L’activité cérébrale correspond à des ondes électriques, d’amplitudes et de fréquences variables en fonction des tâches effectuées. Elles peuvent être enregistrées à la surface du crâne par électroencéphalographe. Des récentes recherches ont mis en lumière des ondes lentes détectables durant l’éveil et associées à certaines capacités cognitives comme l’attention. Les scientifiques de l’Inserm, à l’Institut du cerveau, ont voulu savoir s’il y avait un lien entre ces ondes et la survenue de la maladie d’Alzheimer.
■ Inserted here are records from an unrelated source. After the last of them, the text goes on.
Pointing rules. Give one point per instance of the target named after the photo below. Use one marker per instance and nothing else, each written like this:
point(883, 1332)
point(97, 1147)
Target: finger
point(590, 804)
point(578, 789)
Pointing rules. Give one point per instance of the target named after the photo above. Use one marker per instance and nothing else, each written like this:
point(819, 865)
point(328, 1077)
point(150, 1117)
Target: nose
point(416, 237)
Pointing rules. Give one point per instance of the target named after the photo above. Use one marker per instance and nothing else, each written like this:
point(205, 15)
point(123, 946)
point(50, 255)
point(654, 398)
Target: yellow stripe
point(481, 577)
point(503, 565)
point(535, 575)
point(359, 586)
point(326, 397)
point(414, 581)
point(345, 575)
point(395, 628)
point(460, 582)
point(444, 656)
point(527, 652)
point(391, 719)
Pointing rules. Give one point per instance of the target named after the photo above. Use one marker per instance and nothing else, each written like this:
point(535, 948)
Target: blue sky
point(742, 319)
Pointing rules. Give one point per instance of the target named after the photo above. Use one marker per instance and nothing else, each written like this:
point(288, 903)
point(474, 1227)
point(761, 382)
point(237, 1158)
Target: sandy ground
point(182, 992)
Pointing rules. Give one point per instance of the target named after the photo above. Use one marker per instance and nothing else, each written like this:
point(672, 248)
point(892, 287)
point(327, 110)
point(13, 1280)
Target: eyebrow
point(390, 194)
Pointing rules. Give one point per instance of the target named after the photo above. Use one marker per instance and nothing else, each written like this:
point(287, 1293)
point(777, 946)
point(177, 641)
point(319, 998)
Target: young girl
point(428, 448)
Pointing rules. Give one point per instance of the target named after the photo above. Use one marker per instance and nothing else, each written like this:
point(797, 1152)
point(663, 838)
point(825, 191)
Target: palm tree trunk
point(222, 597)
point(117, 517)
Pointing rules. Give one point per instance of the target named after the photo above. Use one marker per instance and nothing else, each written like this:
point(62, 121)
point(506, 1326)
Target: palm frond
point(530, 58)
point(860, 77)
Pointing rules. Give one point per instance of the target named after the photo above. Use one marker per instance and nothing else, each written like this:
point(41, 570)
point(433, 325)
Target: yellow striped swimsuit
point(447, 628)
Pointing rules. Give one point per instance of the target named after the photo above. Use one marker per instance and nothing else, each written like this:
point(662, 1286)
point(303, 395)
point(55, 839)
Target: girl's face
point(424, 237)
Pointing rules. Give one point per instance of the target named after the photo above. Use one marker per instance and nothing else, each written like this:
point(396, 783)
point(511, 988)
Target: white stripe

Les scientifiques se sont intéressés aux données d’une cohorte de patients de l’hôpital de la Pitié-Salpêtrière. Celle-ci est constituée de 300 personnes âgées de 70 à 85 ans, qui lors de leur recrutement, se plaignaient de troubles de la mémoire sans que leurs performances à des tests cognitifs soient anormales. « Parmi ces personnes, certaines développeront la maladie, d’autres non. L’objectif de cette cohorte est de découvrir des facteurs pour le prédire », précise Pierre Champetier, qui a mené cette étude, publiée dans la revue Alzheimer’s and Dementia.
Une association démontrée
Tous les volontaires ont été soumis à une batterie de tests dont une évaluation cognitive, un électroencéphalogramme au repos ou encore des examens d’imagerie cérébrale (IRM et PET scans). Objectif : rechercher des dépôts amyloïdes ou une neurodégénérescence, deux marqueurs de la maladie d’Alzheimer. Ces tests ont été renouvelés deux ans après. « Les chercheurs ont ainsi pu étudier l’association éventuelle entre les ondes lentes de l’éveil mesurées par électroencéphalographie chez ces personnes, l’intégrité de leur cerveau et leurs capacités cognitives, note l’Inserm dans un communiqué publié jeudi 27 août. Au regard des résultats, ces associations font peu de doute. Plus l’amplitude des ondes lentes était élevée, plus les participants présentaient une quantité importante de dépôts amyloïdes et/ou une neurodégénérescence, ainsi que de moins bonnes performances à des tests de mémoire. »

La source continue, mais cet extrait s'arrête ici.